A non-conventional dissimilation pathway for long chain n-alkanes in Acinetobacter sp. M-1 that starts with a dioxygenase reaction

• Published in: Journal of fermentation and bioengineering Vol. 81; no. 4; pp. 286 - 291
• Main Authors: Sakai, Yasuyoshi, Maeng, Jun Ho, Kubota, Seigo, Tani, Akio, Tani, Yoshiki, Kato, Nobuo
• Format: Journal Article
• Language: English
• Published: Osaka Elsevier B.V 01.01.1996; Society for Fermentation and Bioengineering
• Subjects: ACINETOBACTER; aldehyde dehydrogenase; Biological and medical sciences; Biology of microorganisms of confirmed or potential industrial interest; Biotechnology; dioxygenase; Fundamental and applied biological sciences. Psychology; HIDROCARBUROS; HYDROCARBURE; long-chain alkane; Mission oriented research; OXIDORREDUCTASAS; OXYDOREDUCTASE; pathway; Physiology and metabolism; VIA BIOQUIMICA DEL METABOLISMO; VOIE BIOCHIMIQUE DU METABOLISME; long-chain alkane; dioxygenase; Acinetobacter; pathway; aldehyde dehydrogenase; Purification; Enzyme; Long chain; Neisseriaceae; ); Metabolic pathway; Alcohol dehydrogenase; Metabolism; Enzymatic activity; Aldehyde dehydrogenase (NAD; Alkane; Bacteria; Micrococcales; Oxidation; Oxidoreductases
• ISSN: 0922-338X
• DOI: 10.1016/0922-338X(96)80578-2

n-Alkane oxidation in a long chain n-alkane utilizer, Acinetobacter sp. M-1, was investigated. In Acinetobacter, n-alkanes have been postulated to be converted to the acid via a non-conventional oxidation pathway: n-alkane→ n-alkyl hydroperoxide→aldehyde→acid (Finnerty, W.R.: Lipids of Acinetobacter.
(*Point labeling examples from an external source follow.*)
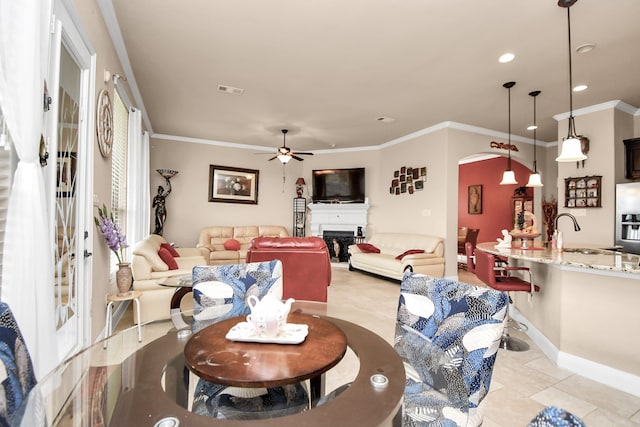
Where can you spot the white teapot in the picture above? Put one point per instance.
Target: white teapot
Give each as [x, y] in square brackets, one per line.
[269, 315]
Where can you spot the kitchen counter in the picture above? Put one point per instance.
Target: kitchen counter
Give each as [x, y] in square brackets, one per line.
[585, 257]
[586, 315]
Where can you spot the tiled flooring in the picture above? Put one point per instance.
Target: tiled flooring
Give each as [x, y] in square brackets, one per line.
[523, 383]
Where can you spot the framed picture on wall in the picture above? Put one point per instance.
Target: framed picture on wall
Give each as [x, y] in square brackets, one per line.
[233, 185]
[475, 199]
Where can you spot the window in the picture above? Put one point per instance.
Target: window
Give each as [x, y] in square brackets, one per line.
[6, 174]
[119, 166]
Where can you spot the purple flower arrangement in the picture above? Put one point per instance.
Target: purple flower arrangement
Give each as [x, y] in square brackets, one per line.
[111, 233]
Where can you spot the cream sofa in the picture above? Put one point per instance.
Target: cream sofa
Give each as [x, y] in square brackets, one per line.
[431, 262]
[149, 270]
[212, 239]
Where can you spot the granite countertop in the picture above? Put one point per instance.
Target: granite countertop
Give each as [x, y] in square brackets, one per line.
[585, 257]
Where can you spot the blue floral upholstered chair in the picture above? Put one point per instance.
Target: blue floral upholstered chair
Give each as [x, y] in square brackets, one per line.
[19, 377]
[447, 334]
[552, 416]
[220, 292]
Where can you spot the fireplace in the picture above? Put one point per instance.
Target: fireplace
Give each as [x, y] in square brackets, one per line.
[338, 242]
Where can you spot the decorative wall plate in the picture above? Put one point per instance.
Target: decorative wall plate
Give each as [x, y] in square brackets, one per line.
[104, 123]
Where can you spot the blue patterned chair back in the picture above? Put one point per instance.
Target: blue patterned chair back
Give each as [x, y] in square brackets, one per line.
[447, 334]
[19, 378]
[221, 291]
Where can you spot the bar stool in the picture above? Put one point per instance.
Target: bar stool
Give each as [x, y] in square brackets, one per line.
[486, 271]
[131, 295]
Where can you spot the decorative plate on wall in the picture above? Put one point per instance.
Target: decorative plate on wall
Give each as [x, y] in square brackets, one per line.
[104, 123]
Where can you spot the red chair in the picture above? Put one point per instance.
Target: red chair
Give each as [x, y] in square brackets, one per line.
[485, 265]
[306, 264]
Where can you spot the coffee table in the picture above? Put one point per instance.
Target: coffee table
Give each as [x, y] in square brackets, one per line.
[211, 356]
[144, 384]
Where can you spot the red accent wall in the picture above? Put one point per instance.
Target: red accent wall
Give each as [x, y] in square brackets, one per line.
[496, 199]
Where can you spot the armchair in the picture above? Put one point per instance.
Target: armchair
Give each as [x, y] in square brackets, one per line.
[220, 292]
[447, 334]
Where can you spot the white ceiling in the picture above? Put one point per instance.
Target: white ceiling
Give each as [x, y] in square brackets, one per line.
[327, 69]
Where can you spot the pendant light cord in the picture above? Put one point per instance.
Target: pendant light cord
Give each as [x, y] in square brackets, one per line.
[572, 126]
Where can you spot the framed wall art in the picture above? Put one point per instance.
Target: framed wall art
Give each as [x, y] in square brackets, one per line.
[233, 185]
[475, 199]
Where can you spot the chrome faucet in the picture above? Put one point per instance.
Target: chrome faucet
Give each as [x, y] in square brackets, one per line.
[576, 227]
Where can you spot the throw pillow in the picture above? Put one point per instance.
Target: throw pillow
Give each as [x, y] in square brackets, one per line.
[409, 252]
[167, 258]
[232, 245]
[368, 248]
[171, 249]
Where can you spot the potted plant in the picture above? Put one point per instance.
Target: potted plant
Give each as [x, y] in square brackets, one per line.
[117, 242]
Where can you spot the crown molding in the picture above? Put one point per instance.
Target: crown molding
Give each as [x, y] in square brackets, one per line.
[609, 105]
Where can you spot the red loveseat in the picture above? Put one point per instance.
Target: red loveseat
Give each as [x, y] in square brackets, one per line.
[306, 264]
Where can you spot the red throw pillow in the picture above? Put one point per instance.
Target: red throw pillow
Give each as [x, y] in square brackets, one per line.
[171, 249]
[232, 245]
[168, 259]
[368, 248]
[409, 252]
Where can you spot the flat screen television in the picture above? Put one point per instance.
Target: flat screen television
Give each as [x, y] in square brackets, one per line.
[338, 185]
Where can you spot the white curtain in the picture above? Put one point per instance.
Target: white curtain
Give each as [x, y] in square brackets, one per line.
[28, 252]
[138, 197]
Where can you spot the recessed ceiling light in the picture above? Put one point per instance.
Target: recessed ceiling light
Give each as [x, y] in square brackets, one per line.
[506, 57]
[584, 48]
[230, 89]
[385, 119]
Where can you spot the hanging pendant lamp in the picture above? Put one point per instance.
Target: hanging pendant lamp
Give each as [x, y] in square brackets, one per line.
[534, 179]
[571, 146]
[508, 177]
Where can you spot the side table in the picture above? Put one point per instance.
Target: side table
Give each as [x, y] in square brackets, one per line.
[131, 295]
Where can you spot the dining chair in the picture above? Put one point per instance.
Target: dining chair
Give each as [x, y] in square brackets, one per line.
[486, 271]
[19, 378]
[220, 292]
[447, 334]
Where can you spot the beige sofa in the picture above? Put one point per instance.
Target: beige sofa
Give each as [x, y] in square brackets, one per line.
[212, 239]
[431, 262]
[149, 270]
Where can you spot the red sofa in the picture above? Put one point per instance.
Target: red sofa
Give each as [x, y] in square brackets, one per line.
[306, 264]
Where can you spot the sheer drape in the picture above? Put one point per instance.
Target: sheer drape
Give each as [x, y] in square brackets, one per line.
[28, 268]
[138, 197]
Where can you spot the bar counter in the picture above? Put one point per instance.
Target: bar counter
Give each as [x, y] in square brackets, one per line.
[587, 314]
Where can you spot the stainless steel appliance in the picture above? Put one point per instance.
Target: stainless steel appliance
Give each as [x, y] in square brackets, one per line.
[628, 216]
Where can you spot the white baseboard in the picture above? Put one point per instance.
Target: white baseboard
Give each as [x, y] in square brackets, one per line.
[621, 380]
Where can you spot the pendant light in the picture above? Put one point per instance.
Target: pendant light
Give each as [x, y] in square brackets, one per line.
[534, 179]
[508, 177]
[571, 146]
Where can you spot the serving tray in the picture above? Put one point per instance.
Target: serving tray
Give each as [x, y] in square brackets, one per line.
[291, 333]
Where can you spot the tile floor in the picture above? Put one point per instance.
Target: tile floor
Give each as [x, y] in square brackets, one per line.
[523, 383]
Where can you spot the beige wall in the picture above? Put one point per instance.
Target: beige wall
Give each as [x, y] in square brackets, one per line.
[188, 208]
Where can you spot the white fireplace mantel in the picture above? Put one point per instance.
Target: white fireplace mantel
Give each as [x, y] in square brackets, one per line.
[338, 217]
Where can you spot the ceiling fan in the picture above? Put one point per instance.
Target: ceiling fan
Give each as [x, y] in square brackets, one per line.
[285, 154]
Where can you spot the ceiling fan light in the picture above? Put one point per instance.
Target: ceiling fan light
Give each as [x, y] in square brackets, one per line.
[508, 178]
[284, 158]
[535, 180]
[571, 151]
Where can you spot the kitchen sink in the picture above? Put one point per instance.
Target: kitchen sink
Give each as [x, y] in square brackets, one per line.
[587, 251]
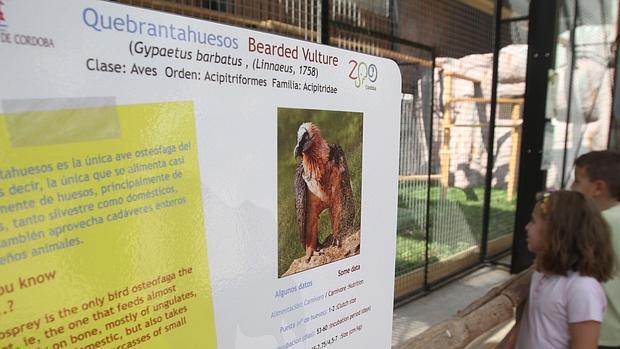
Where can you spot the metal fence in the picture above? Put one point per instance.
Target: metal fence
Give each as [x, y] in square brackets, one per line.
[444, 49]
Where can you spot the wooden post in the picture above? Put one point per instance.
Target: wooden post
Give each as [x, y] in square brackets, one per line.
[444, 152]
[515, 138]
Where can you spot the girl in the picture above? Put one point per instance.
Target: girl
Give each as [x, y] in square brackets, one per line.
[573, 251]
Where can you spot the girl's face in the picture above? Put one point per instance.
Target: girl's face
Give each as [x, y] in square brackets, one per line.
[535, 229]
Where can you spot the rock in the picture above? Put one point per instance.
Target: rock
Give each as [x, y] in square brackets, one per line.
[350, 246]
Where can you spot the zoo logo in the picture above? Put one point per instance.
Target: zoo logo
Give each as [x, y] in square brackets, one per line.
[2, 19]
[360, 71]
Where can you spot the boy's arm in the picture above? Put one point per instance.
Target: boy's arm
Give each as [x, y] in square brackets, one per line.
[584, 335]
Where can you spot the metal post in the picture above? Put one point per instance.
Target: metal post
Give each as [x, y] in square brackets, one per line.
[540, 58]
[325, 22]
[486, 206]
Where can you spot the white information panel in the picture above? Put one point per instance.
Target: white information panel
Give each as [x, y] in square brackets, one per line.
[168, 182]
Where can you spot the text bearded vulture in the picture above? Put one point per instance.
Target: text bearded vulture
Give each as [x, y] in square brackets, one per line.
[321, 182]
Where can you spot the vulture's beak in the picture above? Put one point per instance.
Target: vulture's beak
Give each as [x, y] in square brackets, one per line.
[297, 151]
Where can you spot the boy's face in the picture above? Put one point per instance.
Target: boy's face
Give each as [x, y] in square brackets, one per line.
[583, 184]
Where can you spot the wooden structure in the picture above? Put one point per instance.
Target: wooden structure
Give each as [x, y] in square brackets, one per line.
[494, 308]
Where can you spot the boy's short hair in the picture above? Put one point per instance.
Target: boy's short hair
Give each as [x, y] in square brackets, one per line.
[603, 166]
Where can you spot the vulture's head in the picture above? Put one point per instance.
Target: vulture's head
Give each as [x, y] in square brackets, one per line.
[307, 135]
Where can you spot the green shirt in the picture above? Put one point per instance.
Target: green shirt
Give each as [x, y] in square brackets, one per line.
[610, 328]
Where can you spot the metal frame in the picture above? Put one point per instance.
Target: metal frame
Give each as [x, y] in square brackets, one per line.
[541, 40]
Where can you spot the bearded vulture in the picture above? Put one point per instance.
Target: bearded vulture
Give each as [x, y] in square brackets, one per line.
[321, 182]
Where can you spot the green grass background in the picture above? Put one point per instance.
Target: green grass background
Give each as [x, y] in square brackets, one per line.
[446, 239]
[344, 128]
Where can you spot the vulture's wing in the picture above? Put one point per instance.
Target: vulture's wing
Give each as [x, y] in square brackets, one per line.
[301, 192]
[336, 154]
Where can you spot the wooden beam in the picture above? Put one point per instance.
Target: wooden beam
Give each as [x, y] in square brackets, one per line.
[487, 6]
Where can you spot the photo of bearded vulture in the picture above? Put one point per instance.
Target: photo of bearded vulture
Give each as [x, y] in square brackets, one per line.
[321, 182]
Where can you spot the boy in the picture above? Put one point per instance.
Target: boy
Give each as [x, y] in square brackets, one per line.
[597, 175]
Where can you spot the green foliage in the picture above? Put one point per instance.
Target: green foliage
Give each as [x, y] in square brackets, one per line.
[411, 232]
[344, 128]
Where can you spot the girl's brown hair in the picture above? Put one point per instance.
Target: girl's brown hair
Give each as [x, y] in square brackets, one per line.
[576, 237]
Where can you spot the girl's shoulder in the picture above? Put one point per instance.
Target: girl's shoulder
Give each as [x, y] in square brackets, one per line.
[583, 284]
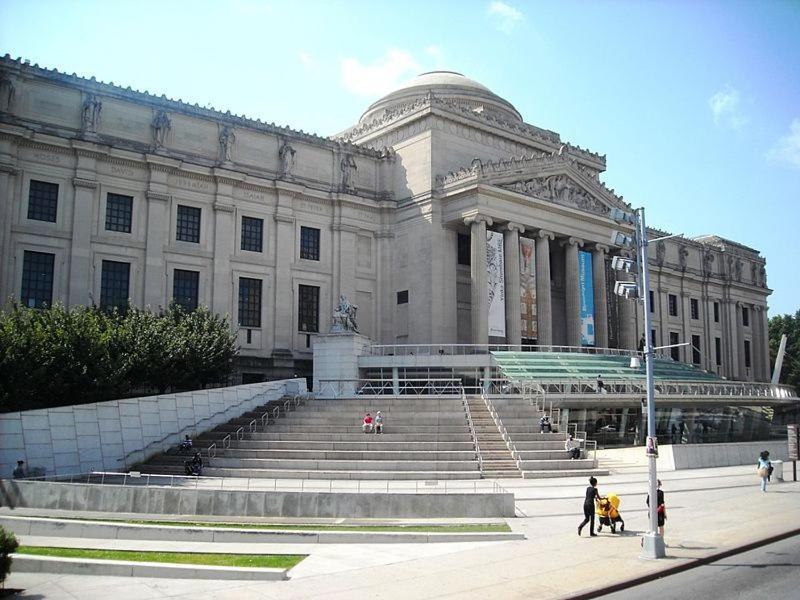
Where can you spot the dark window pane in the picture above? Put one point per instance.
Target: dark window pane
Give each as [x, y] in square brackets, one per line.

In Proceedings of the World Conference on Biotechnology for the Fats and Oils Industry, 184–188, 1988). However, there is little biochemical information on the enzymes involved in the postulated pathway, particularly the enzyme catalyzing the first step. In this study, we purified and n-alkane-oxidizing enzyme to apparent homogeneity by SDS-PAGE. The enzyme was a flavoprotein, and required molecular oxygen and Cu 2+ for its activity, but did not require a reduced coenzyme such as NAD(P)H. A hydroperoxide was detected as a product of the enzyme reaction. We assume that the n-alkane-oxidizing enzyme is a dioxygenase. In addition, as a fatty alcohol does not appear to be an intermediate, fatty alcohol dehydrogenase is assumed not to participate in the n-alkane oxidation. The validity of the postulated pathway is supported by the following observations: (i) n-alkane monooxygenase activity was not detected, (ii) fatty alcohol dehydrogenase activities were low, and (iii) NAD(P)H-dependent long chain fatty aldehyde dehydrogenase activities were strongly induced in n-alkane-grown cells. NAD(P)H-dependent fatty aldehyde reductase activity was also found in n-alkane-grown cells, which may contribute to the formation of waxes that are cell reserve substances in n-alkane-utilizing Acinetobacter.